Jitu Brown, married and father of one child, is the National Director for the Journey for Justice Alliance, a network of grassroots organizations in over 30 cities organizing for community driven school improvement; and was formerly the education organizer for the Kenwood Oakland Community Organization (KOCO). Born and raised in the Rosemoor neighborhood on the far South Side of Chicago, Brown is a product of Chicago Public Schools. He studied at Eastern Arizona College and Northeastern Illinois University, majoring in communications with a minor in Spanish.
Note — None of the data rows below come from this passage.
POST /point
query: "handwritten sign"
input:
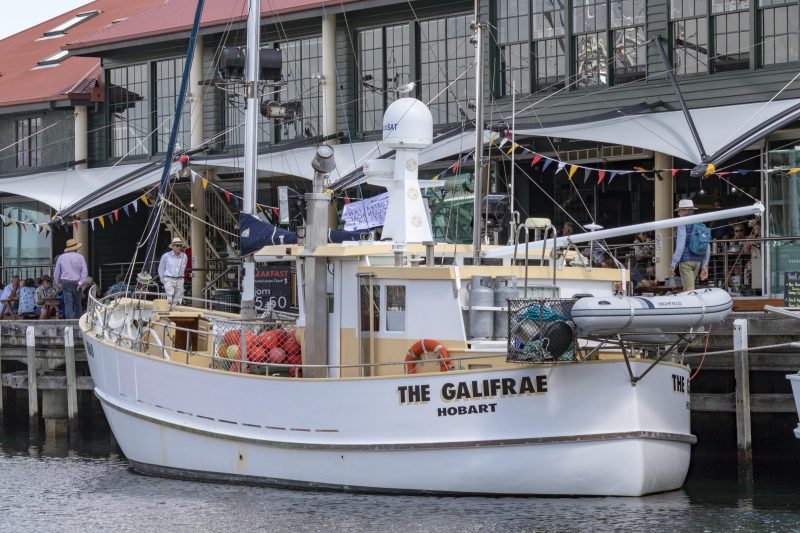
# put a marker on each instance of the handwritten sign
(791, 289)
(273, 287)
(365, 214)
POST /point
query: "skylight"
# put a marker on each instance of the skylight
(63, 28)
(54, 59)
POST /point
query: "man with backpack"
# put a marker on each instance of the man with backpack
(692, 250)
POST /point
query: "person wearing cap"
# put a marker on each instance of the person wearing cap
(46, 297)
(170, 271)
(688, 263)
(70, 273)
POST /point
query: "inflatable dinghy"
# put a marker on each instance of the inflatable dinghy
(653, 315)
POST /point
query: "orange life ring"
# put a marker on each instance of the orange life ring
(427, 346)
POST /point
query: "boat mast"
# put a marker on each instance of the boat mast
(251, 146)
(477, 38)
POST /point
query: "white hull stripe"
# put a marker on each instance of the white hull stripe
(559, 439)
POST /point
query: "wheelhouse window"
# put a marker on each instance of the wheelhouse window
(513, 40)
(384, 63)
(302, 66)
(29, 142)
(779, 31)
(629, 38)
(128, 108)
(589, 23)
(447, 77)
(689, 36)
(395, 308)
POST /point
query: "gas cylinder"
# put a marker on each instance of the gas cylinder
(481, 322)
(505, 288)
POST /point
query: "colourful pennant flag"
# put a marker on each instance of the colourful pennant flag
(571, 171)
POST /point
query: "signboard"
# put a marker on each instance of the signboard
(791, 289)
(273, 287)
(365, 214)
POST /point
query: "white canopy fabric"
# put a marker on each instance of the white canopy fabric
(62, 188)
(668, 132)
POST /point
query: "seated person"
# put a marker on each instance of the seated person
(8, 299)
(45, 299)
(27, 298)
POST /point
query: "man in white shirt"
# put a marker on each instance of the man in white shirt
(170, 271)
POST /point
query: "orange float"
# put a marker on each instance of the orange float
(425, 346)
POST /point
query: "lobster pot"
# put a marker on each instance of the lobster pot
(481, 321)
(541, 331)
(505, 289)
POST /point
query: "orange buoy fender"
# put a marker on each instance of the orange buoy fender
(427, 346)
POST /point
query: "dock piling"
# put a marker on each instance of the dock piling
(72, 387)
(33, 389)
(742, 375)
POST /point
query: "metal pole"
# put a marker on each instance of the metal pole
(478, 156)
(72, 386)
(33, 389)
(250, 146)
(742, 374)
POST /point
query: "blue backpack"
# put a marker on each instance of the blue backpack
(697, 239)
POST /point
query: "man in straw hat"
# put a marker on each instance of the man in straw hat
(688, 263)
(69, 274)
(171, 269)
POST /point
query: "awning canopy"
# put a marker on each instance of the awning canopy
(668, 132)
(62, 188)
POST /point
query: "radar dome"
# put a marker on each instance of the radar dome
(407, 123)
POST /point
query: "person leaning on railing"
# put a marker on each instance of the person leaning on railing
(689, 263)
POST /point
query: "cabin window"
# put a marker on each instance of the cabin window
(395, 308)
(447, 78)
(779, 20)
(369, 310)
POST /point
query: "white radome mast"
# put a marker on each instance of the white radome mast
(408, 129)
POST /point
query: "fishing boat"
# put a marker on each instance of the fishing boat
(410, 367)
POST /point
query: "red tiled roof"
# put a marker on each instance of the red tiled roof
(174, 16)
(22, 83)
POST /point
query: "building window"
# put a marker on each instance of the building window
(21, 247)
(384, 64)
(168, 76)
(589, 23)
(128, 107)
(731, 20)
(513, 39)
(395, 308)
(29, 142)
(629, 38)
(302, 65)
(779, 23)
(447, 78)
(549, 44)
(689, 36)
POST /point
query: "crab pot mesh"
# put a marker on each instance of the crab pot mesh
(264, 344)
(541, 330)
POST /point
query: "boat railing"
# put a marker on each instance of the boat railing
(265, 345)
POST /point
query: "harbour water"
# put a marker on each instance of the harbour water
(85, 484)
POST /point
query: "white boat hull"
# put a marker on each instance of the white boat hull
(795, 381)
(576, 429)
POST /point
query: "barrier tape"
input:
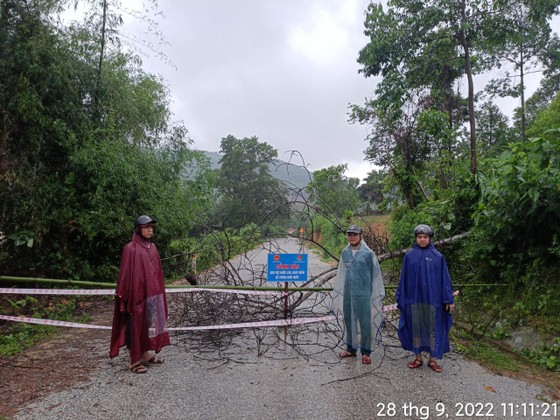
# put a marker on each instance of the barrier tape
(255, 324)
(52, 322)
(85, 292)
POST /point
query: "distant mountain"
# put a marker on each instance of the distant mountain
(293, 175)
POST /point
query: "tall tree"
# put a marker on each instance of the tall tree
(332, 192)
(527, 37)
(419, 44)
(248, 191)
(69, 185)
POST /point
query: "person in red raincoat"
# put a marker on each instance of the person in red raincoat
(140, 317)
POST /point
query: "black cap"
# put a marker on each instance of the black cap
(354, 229)
(144, 220)
(425, 229)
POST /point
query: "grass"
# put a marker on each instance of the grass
(17, 336)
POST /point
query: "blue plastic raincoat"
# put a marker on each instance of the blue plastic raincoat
(423, 291)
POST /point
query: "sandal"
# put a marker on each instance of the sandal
(138, 368)
(434, 366)
(153, 361)
(416, 363)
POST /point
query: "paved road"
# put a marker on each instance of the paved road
(238, 382)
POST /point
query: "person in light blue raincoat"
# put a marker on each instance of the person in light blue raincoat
(425, 300)
(358, 294)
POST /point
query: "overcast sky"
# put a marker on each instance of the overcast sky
(282, 70)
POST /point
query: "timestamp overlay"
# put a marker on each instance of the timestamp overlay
(468, 410)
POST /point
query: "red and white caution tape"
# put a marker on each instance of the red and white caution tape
(52, 322)
(255, 324)
(85, 292)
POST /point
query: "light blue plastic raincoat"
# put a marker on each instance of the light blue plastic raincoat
(358, 294)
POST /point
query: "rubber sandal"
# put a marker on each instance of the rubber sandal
(434, 366)
(416, 363)
(138, 368)
(153, 361)
(345, 354)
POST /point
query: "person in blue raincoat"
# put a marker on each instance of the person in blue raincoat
(358, 294)
(425, 300)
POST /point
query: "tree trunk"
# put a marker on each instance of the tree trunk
(468, 72)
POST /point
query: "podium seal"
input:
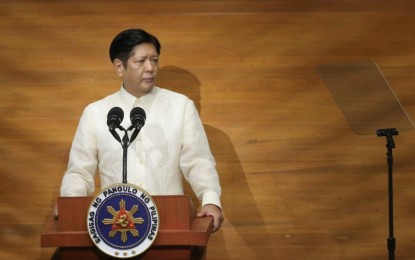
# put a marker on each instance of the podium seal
(123, 220)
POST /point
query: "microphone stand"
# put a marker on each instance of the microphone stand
(389, 133)
(125, 143)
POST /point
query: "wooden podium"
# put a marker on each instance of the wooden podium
(181, 235)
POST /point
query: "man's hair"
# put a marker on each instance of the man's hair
(123, 44)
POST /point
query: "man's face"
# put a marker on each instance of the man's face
(140, 73)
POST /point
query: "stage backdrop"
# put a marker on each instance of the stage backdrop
(298, 183)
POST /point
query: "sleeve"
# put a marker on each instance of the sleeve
(196, 160)
(78, 179)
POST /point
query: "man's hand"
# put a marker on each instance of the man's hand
(213, 211)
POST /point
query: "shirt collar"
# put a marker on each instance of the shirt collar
(129, 100)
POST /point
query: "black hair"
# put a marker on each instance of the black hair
(125, 41)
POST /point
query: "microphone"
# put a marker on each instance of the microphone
(138, 118)
(114, 118)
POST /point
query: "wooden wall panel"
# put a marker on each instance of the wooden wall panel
(297, 182)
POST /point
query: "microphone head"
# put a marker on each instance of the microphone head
(138, 117)
(115, 117)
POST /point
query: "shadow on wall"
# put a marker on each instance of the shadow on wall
(237, 198)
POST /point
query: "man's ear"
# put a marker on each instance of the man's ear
(118, 66)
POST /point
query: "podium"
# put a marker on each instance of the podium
(181, 235)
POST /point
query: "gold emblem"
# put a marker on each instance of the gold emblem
(123, 221)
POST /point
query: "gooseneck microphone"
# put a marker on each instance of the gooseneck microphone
(114, 119)
(138, 118)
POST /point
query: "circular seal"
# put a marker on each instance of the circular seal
(123, 220)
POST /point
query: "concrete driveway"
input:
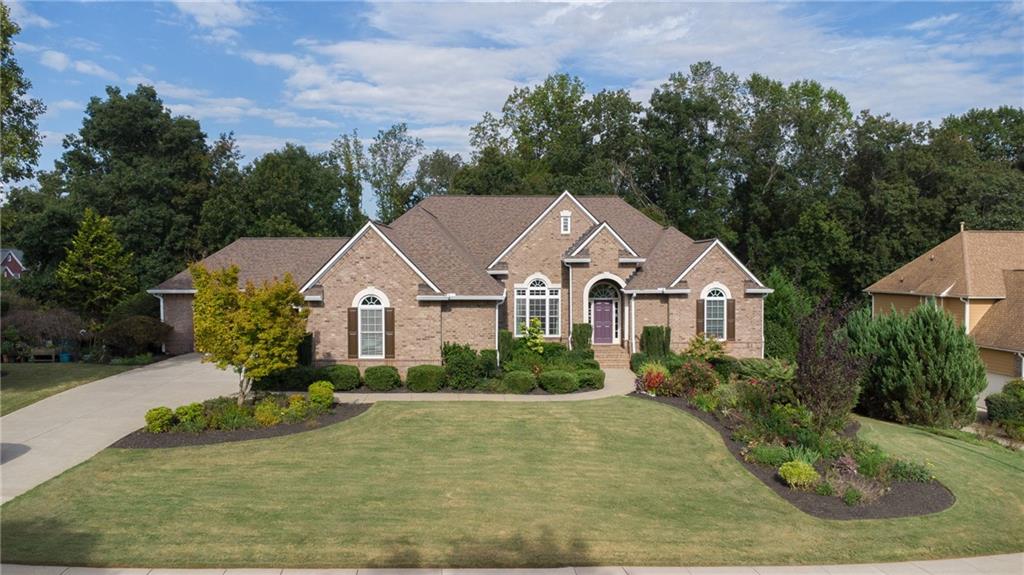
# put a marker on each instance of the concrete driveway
(44, 439)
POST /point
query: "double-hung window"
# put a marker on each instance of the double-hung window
(540, 301)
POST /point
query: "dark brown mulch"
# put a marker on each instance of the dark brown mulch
(904, 498)
(141, 439)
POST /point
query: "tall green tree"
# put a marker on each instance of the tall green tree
(96, 272)
(19, 139)
(391, 155)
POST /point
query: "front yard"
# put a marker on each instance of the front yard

Brown started volunteering with KOCO in 1991, became a board member in 1993 and for several years served as the organization’s board president. He joined the staff as education organizer in 2006. He has organized in the Kenwood Oakland neighborhood for over 22 years bringing community voices to the table on school issues. He helped develop the Mid-South Education Association, a grassroots advocacy group made up of administrators, parents, teachers, young people and local school council (LSC) members to meet the needs of schools in the area. They were the first group to certify parents as LSC facilitators, which has become a model being replicated across the city of Chicago. KOCO has served as a resource for organizations nationwide, dealing with school closings and the elimination of community voice from the decision-making process. In 2015, He was the organizer and participant in the historic Dyett High School Hunger Strike, which lasted for 34 grueling days, and resulted in the re-opening of Dyett as an open-enrollment, neighborhood school with over $16 million in new investments.

For 10 years, Brown taught African-American history at St. Leonard’s Adult High School, the only accredited high school in that nation that exclusively serves people who have been formerly incarcerated. He has been published in the national education magazine Rethinking Schools, the Washington Post, New York Times, and appeared in Ebony magazine and on several national and local talk shows. He is a Public Voices Fellow for the Ford Foundation’s Op-ed Project and a Senior Fellow for Racial Equity with the Atlantic Institute.